Koalition einigt sich auf Anreize

Um Anreize für längeres Arbeiten zu schaffen, will die Koalition aus ÖVP und Grünen an mehreren Schrauben drehen. So soll sowohl das Arbeiten neben der Pension attraktiver werden als auch die reguläre Arbeit über das Pensionsalter hinaus. Die entsprechenden Pläne kündigte ÖVP-Klubobmann August Wöginger am Dienstag gemeinsam mit ÖVP-Seniorenbund-Präsidentin Ingrid Korosec an.

Die Gesellschaft in Österreich wird zunehmend älter – das hat auch Folgen für den heimischen Arbeitsmarkt. Als ein Mittel, um auf die veränderte Demografie zu reagieren, gilt es, Menschen länger auf dem Arbeitsmarkt zu halten. Die Koalitionsparteien ÖVP und Grüne einigten sich dafür auf mehrere finanzielle Anreize, die noch in dieser Legislaturperiode umgesetzt werden sollen.

Das betrifft einmal Menschen, die zusätzlich zu ihrer Pension weiterarbeiten.

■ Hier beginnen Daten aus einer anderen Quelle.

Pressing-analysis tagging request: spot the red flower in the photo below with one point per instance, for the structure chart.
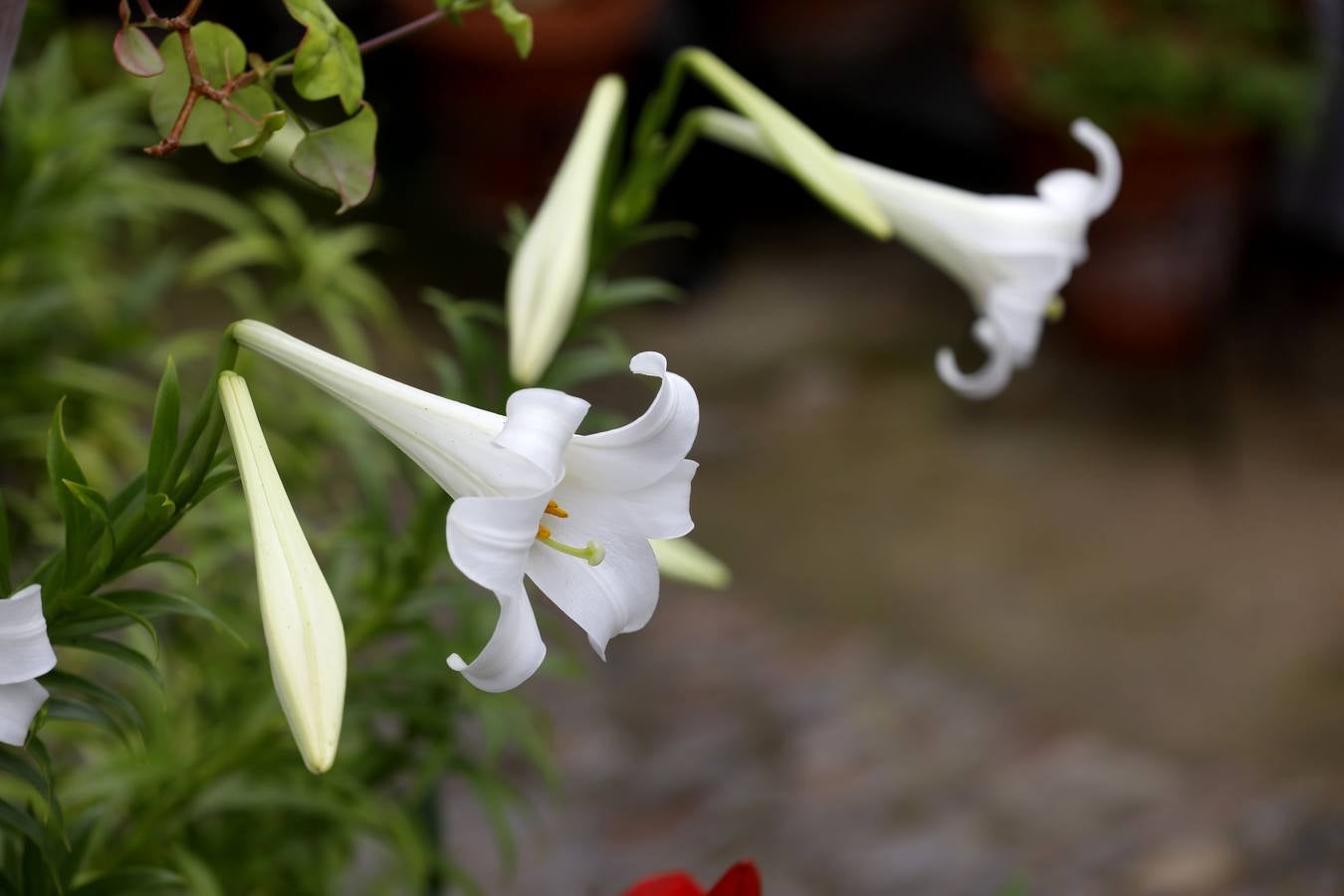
(741, 880)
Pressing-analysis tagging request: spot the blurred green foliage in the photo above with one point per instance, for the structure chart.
(1176, 66)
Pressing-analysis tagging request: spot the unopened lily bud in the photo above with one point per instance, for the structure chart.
(304, 633)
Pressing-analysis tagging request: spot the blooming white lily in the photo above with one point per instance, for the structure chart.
(306, 638)
(574, 514)
(550, 266)
(1010, 253)
(24, 654)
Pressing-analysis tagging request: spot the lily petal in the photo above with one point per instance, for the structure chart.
(19, 703)
(540, 425)
(617, 595)
(992, 376)
(488, 539)
(24, 649)
(663, 508)
(647, 449)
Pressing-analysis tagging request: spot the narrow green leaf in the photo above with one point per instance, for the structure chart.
(68, 710)
(158, 507)
(164, 558)
(58, 681)
(61, 461)
(23, 823)
(214, 483)
(341, 157)
(131, 880)
(163, 434)
(14, 764)
(6, 581)
(97, 615)
(157, 603)
(605, 296)
(121, 653)
(327, 64)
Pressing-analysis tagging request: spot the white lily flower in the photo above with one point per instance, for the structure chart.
(306, 638)
(550, 268)
(1010, 253)
(24, 654)
(574, 514)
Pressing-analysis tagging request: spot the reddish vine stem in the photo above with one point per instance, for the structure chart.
(200, 88)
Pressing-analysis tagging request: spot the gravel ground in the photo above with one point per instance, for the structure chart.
(844, 772)
(1083, 638)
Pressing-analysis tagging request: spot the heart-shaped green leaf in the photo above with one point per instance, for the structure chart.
(222, 57)
(329, 62)
(340, 157)
(271, 122)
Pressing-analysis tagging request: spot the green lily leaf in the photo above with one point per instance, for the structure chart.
(340, 157)
(329, 62)
(163, 434)
(517, 24)
(222, 57)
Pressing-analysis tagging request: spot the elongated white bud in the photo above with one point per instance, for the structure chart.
(304, 634)
(550, 268)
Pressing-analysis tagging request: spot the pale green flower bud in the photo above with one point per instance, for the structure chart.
(304, 634)
(550, 268)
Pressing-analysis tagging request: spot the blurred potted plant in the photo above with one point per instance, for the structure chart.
(1195, 92)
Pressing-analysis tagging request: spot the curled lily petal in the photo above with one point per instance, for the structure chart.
(19, 703)
(531, 499)
(660, 510)
(995, 372)
(24, 649)
(647, 449)
(488, 539)
(1012, 254)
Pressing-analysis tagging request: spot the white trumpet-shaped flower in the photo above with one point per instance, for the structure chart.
(24, 654)
(1010, 253)
(574, 514)
(550, 268)
(306, 638)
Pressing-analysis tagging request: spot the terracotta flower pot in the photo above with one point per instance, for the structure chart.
(1163, 260)
(504, 122)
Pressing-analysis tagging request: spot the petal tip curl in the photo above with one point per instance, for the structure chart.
(1108, 162)
(649, 364)
(992, 377)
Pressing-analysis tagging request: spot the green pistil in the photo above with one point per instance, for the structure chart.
(594, 553)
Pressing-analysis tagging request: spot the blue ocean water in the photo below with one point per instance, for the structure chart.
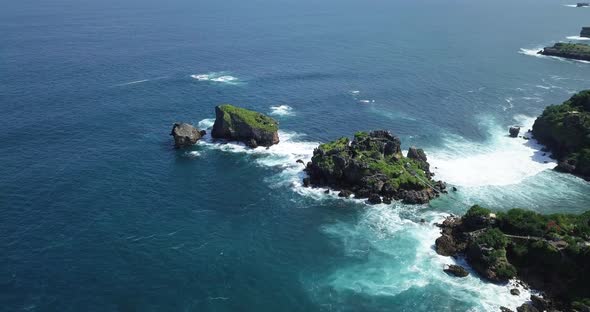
(99, 213)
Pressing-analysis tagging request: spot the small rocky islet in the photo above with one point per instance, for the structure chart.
(575, 51)
(548, 252)
(232, 123)
(372, 166)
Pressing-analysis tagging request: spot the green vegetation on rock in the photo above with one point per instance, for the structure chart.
(576, 51)
(565, 130)
(550, 252)
(253, 119)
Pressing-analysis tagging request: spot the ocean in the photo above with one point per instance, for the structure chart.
(98, 211)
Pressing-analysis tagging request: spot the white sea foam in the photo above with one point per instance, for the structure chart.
(577, 38)
(394, 254)
(193, 154)
(501, 160)
(534, 52)
(221, 77)
(283, 155)
(281, 110)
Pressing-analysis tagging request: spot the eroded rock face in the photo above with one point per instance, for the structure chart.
(372, 166)
(513, 131)
(185, 134)
(456, 270)
(565, 130)
(239, 124)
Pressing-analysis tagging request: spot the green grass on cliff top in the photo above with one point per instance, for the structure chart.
(573, 47)
(401, 171)
(253, 119)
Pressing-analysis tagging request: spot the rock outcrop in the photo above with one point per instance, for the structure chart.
(550, 253)
(372, 166)
(513, 131)
(575, 51)
(456, 270)
(185, 134)
(565, 130)
(239, 124)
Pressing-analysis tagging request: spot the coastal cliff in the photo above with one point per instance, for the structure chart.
(239, 124)
(549, 252)
(576, 51)
(565, 130)
(372, 166)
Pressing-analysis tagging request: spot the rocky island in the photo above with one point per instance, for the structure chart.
(549, 252)
(565, 130)
(185, 134)
(372, 166)
(239, 124)
(575, 51)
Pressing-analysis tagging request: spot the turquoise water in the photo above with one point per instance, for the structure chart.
(99, 213)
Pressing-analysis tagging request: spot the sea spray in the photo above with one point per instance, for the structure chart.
(390, 252)
(501, 160)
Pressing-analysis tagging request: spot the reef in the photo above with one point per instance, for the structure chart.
(550, 253)
(185, 134)
(239, 124)
(576, 51)
(565, 130)
(372, 166)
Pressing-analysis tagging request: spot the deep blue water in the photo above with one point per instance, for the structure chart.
(99, 213)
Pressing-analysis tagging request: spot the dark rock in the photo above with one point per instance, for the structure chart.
(456, 270)
(344, 193)
(514, 131)
(374, 199)
(527, 307)
(575, 51)
(541, 303)
(252, 143)
(239, 124)
(515, 292)
(564, 129)
(372, 164)
(185, 134)
(445, 245)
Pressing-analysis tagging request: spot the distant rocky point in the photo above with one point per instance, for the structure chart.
(565, 130)
(575, 51)
(185, 134)
(372, 166)
(551, 253)
(239, 124)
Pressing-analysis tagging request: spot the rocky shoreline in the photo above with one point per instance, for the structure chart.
(565, 130)
(550, 253)
(372, 166)
(575, 51)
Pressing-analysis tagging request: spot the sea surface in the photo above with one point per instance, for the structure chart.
(98, 211)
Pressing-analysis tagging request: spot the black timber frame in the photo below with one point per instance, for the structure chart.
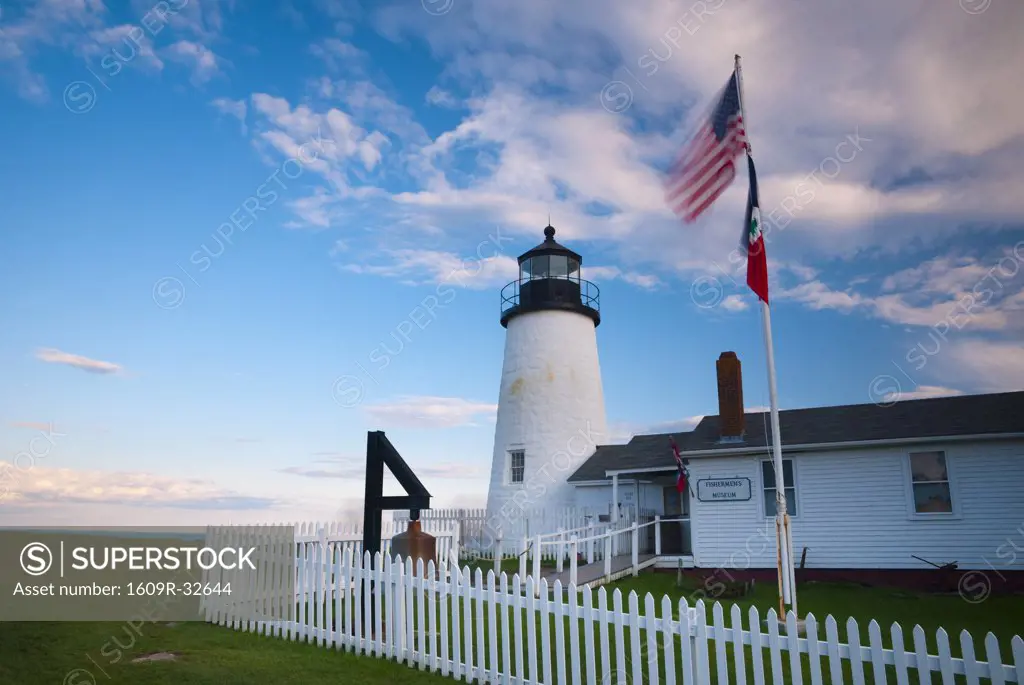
(380, 452)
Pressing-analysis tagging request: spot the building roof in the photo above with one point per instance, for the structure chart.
(935, 418)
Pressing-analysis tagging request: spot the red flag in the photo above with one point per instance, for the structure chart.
(683, 473)
(753, 241)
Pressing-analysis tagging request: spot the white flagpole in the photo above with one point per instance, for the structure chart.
(786, 568)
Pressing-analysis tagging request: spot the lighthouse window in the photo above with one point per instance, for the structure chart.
(558, 267)
(539, 267)
(517, 465)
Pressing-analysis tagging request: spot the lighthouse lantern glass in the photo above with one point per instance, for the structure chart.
(573, 270)
(558, 267)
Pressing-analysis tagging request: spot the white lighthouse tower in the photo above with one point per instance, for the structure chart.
(551, 405)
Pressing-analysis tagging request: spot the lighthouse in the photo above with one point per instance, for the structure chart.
(550, 405)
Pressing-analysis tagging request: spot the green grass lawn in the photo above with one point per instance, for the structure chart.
(46, 653)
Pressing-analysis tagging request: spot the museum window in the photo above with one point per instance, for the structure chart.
(768, 482)
(930, 483)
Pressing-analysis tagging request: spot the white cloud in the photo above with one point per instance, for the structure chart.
(427, 412)
(983, 366)
(51, 355)
(440, 97)
(203, 62)
(339, 55)
(43, 486)
(734, 303)
(929, 391)
(429, 266)
(645, 281)
(353, 468)
(33, 425)
(231, 108)
(126, 44)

Laut ÖVP-Klubobmann Wöginger soll für sie der Dienstnehmeranteil der Pensionsversicherungsbeiträge bis zur doppelten Geringfügigkeitsgrenze entfallen. Das entspricht nach derzeitigem Stand etwa 1.000 Euro Zuverdienst, für den die Beiträge entfallen. Auf ein Jahr gerechnet würden sich arbeitende Pensionisten damit rund 1.200 Euro an Beiträgen ersparen, so Wöginger. Die Maßnahme soll vorerst auf zwei Jahre beschränkt werden und 2025 umfassend evaluiert werden.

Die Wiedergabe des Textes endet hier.